Sunday, June 17, 2012

Sunday Reading

“Bully Pulpit” — Jane Mayer of The New Yorker profiles Bryan Fischer, the hate-mongering evangelical radio host from the American Family Association.

Fischer is a tall man with a wide mouth, a prominent nose, a tanned face, and carefully groomed hair that is as white as a cotton ball. He is proud to be at the far end of the American political spectrum. When I visited his office, I asked him if he could name anyone who had more conservative social beliefs. “Well, Thomas Jefferson,” he said. “He wanted to castrate homosexuals—I don’t want to do that.” (Jefferson’s position was actually a liberal reform: at the time, homosexuality was punishable by death.) Fischer does, however, want to change homosexuals. “We’re not animals in heat that have a biological compulsion to yield to every sexual impulse,” Fischer said. Gays, he said, can experience a “reorienting of their sexuality—it can be done. Like the saying goes, ‘I’ve never met an ex-black, but I’ve met a lot of ex-gays.’ If one person can do it, two people can do it.”
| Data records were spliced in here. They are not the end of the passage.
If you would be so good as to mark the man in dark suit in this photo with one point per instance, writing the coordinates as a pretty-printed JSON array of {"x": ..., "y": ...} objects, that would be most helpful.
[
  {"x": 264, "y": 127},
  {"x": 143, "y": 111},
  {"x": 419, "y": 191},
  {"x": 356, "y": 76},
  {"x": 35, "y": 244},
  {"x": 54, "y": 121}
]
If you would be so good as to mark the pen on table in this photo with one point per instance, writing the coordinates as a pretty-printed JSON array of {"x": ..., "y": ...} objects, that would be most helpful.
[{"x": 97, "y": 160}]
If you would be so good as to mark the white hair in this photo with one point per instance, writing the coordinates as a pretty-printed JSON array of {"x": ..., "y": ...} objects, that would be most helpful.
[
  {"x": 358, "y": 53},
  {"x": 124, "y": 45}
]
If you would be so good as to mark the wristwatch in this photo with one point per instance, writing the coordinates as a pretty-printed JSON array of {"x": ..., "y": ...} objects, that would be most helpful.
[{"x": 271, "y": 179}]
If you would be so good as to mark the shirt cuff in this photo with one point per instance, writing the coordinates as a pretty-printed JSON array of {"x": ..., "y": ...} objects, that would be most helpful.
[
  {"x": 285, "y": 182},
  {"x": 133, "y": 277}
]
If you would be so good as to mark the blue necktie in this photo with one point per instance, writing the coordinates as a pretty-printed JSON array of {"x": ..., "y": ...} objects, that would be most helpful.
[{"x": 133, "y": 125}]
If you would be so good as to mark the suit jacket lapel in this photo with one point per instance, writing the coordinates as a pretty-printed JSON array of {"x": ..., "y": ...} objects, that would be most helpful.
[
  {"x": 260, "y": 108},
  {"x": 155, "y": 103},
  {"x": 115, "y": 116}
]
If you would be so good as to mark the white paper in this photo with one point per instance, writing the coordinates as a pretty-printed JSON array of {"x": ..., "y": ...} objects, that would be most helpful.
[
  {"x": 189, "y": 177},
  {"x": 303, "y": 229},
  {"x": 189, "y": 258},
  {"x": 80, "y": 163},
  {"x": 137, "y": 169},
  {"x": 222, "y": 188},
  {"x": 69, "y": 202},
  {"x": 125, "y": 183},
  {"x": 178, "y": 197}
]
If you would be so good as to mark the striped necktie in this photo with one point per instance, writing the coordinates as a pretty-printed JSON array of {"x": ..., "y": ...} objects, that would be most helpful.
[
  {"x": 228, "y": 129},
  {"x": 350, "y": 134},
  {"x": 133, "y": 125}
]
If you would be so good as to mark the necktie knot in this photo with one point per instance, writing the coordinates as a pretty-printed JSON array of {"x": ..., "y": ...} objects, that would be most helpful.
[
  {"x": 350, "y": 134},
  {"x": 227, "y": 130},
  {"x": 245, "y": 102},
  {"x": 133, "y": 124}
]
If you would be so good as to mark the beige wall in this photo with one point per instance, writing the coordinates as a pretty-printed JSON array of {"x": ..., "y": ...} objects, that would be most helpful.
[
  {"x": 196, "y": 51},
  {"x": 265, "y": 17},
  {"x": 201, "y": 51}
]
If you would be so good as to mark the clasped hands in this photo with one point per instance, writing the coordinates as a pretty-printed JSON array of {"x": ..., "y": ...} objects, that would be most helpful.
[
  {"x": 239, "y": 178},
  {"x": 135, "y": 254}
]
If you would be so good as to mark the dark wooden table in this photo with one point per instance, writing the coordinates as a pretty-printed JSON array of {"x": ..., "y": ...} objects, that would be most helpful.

Fischer, who jokes that his “listening audience is more conservative than conservatives,” represents a powerful constituency. Rob Stein, the founder of the Democracy Alliance, a progressive fund-raising group, says that groups like the A.F.A. are part of “the largest, best-organized, most effective, and well-financed special-interest political infrastructure in America.” Julie Ingersoll, an associate professor of religious studies at the University of North Florida, says that the goal of Christian conservatives such as Fischer is to “shape every aspect of the culture in accordance with Biblical law, including politics.” Though it’s impossible to say how decisive a role this bloc will play in November, Ingersoll notes that, in the 2012 primaries, it “succeeded in pushing the Republican Party far to the right.” She adds, “The campaign that Romney’s had to run is very different from the one he ran four years ago. Who would have thought, for instance, that contraception would be an issue?” In February, Romney expressed opposition to a Senate amendment that would have permitted employers to deny insurance coverage for birth control on religious or moral grounds; after his statement was denounced by religious conservatives, he reversed himself.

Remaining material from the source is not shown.